In [1]:
# Import necessary libraries
import pandas as pd
import numpy as np
import pandas as pd
import logging
import sys
import config
import json
from sentence_transformers import SentenceTransformer, util
import gzip
import os
import torch

# Import OpenAI and other necessary modules
import openai

# Import classes and functions from modules
from llama_index import (
    Document,
    VectorStoreIndex,
    ListIndex,
    SimpleDirectoryReader,
    ServiceContext,
    StorageContext,
    SimpleKeywordTableIndex,
)
from llama_index.indices.postprocessor import (
    LLMRerank
)
from llama_index.response.notebook_utils import display_response
from llama_index.llms import OpenAI

# Configure logging
logging.basicConfig(stream=sys.stdout, level=logging.INFO)
logging.getLogger().handlers = []
logging.getLogger().addHandler(logging.StreamHandler(stream=sys.stdout))


In [2]:
#OpenAI API Key Authentication (The OpenAI API Key will be stored in the config.py file)
openai.api_key = config.openai_key

In [3]:
# Initialize OpenAI's LLM (Language Learning Model)
llm = OpenAI(model="gpt-3.5-turbo")
service_context = ServiceContext.from_defaults(chunk_size=1024, llm=llm)

In [4]:
# Read and process query, document, and relevance data
df_queries = pd.read_csv('antique_query_test.csv')
df_queries = df_queries[['query_id','text']]
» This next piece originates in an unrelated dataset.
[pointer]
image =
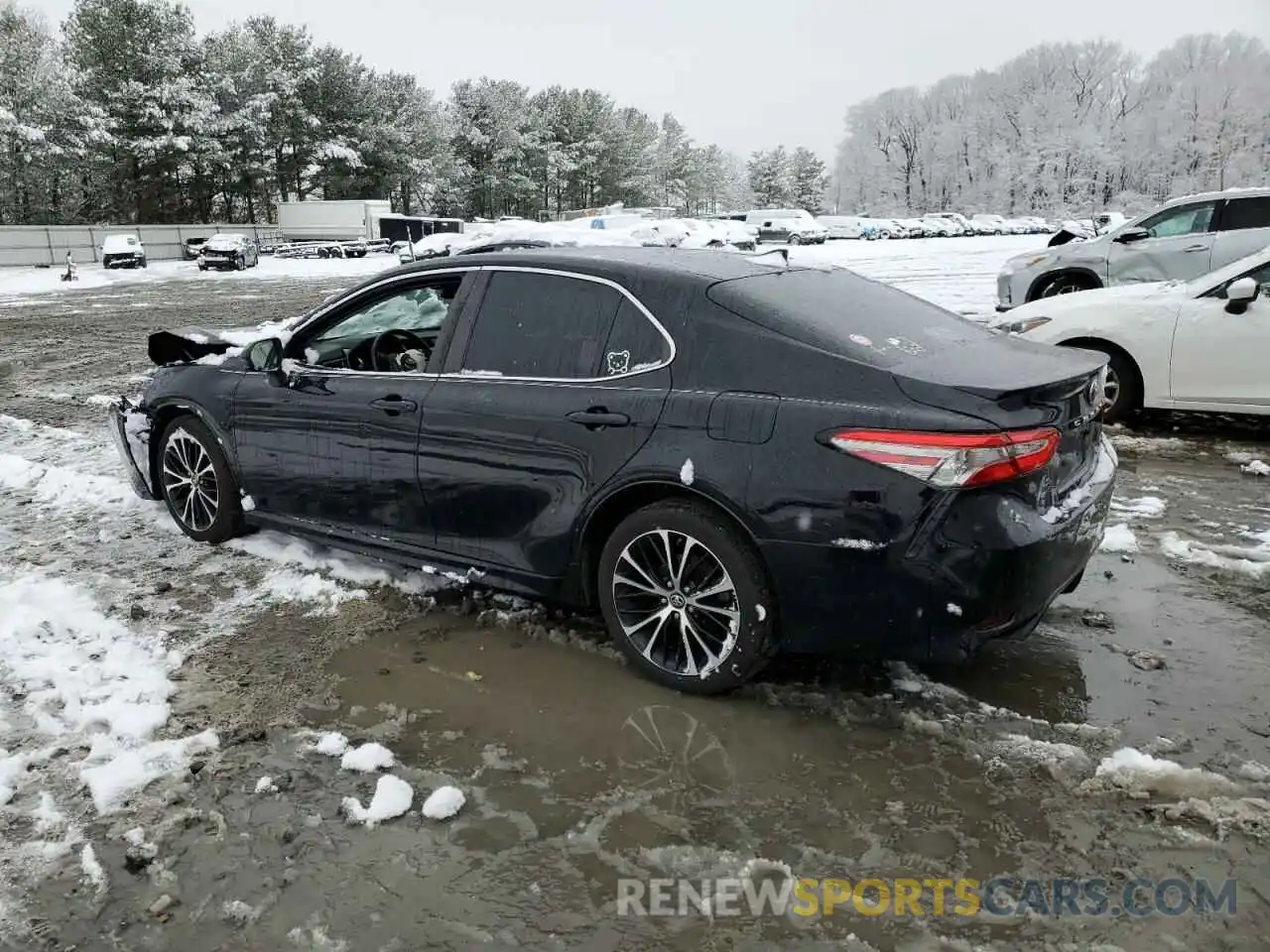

df_docs = pd.read_csv('antique_sample_404k.csv')
df_docs = df_docs[['doc_id','text']]

df_qrel = pd.read_csv('antique_qurel_test.csv')
df_qrel = df_qrel[['query_id','doc_id','relevance']]

# Merge relevant data for query and document
merged_df = df_qrel.merge(df_docs, on='doc_id', how='left')

# Extract text data from merged DataFrame
df_text = merged_df[['doc_id','text']]

# Initialize an empty list to store passages
passages = []

# Iterate through each row in the 'df_text' DataFrame and append text to the 'passages' list
for index, row in df_text.iterrows():
    passages.append(str(row['text']))

In [5]:
# Load pre-computed document embeddings
import pickle
with open('corpus_embeddings_text.pickle', 'rb') as pkl:
    doc_embedding = pickle.load(pkl)

In [6]:
# Initialize SentenceTransformer for embedding
bi_encoder = SentenceTransformer('intfloat/e5-base-v2')
bi_encoder.max_seq_length = 256     #Truncate long passages to 256 tokens
# top_k = 32                          #Number of passages we want to retrieve with the bi-encoder

Load pretrained SentenceTransformer: intfloat/e5-base-v2
Created a temporary directory at /var/folders/75/0dtb1gc52pdfr40bnpp97qj00000gn/T/tmp_hi35l7g
Writing /var/folders/75/0dtb1gc52pdfr40bnpp97qj00000gn/T/tmp_hi35l7g/_remote_module_non_scriptable.py
Use pytorch device: cpu


In [7]:
# Function to perform semantic search

# This function will search all the articles for passages that
# answer the query
def search(input_query):  
    output_answers=[]  
    ##### Sematic Search #####
    # Encode the query using the bi-encoder and find potentially relevant passages
    question_embedding = bi_encoder.encode(input_query, convert_to_tensor=True)
    hits = util.semantic_search(question_embedding, doc_embedding, top_k=50)
    hits = hits[0]  # Get the hits for the first query

    hits = sorted(hits, key=lambda x: x['score'], reverse=True)
    for hit in hits:
        output_answer =  passages[hit['corpus_id']].replace("\n", " ")
        output_answers.append(output_answer)  # Append to the list

    return output_answers  # Return the list of output answers

In [8]:
# Perform semantic search on a sample query
retrieved_docs = search(input_query = "Why doesn't the water fall off  earth if it's round?")
retrieved_docs[0:5]

Batches:   0%|          | 0/1 [00:00<?, ?it/s]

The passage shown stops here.